The recent rage against higher bus fares in Yerevan may have concluded in protesters' favor, but a struggle against the man who raised those fares, Yerevan Mayor Taron Markarian, is proving a bumpier campaign. Clashes between police and protesters broke out in downtown Yerevan on August 1 when demonstrators tried to pitch tents in front of the mayor's office.
Police claimed that that requires a permit from the mayor's office. Several demonstrators were arrested and released later on the same day.
The series of protests began in the wake of a boycott of public transportation in the Armenian capital after the city government raised fares. Mayor Markarian was forced to decrease the prices, after Prime Minister Tigran Sarkisian, for one, commented favorably on demonstrators' campaign, but the protesters continue to accuse the municipality of mismanagement of the city transportation system and have demanded the resignation of municipal officials. Mayor Markarian’s offer to overhaul the public conveyance system has been dismissed by protesters.

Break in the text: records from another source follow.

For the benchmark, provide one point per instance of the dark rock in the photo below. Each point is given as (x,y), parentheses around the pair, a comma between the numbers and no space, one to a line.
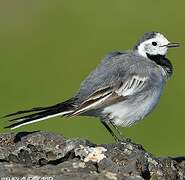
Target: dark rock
(50,156)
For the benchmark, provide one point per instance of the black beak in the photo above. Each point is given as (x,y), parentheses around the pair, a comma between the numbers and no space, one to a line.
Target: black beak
(171,45)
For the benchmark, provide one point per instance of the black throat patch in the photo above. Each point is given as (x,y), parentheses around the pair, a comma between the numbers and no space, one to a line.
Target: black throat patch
(163,62)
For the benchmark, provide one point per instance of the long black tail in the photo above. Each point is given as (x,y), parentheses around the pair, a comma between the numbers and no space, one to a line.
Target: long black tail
(41,113)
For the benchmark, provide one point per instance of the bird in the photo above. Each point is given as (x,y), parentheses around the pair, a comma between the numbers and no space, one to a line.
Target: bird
(123,89)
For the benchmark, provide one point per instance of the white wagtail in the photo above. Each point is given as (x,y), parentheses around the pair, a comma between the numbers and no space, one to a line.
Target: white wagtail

Yerevan's experience with camp-out protests is not always a happy one. While Barevolution (Hello Revolution) hunger-strikers and supporters managed it after this year's presidential vote without negative consequences, in 2008, clashes between police and supporters of ex-President Levon Ter-Petrosian protesting election results led to the deaths of ten people, a memory that has dogged the rule of President Serzh Sargsyan.
Giorgi Lomsadze is a journalist based in Tbilisi, and author of Tamada Tales.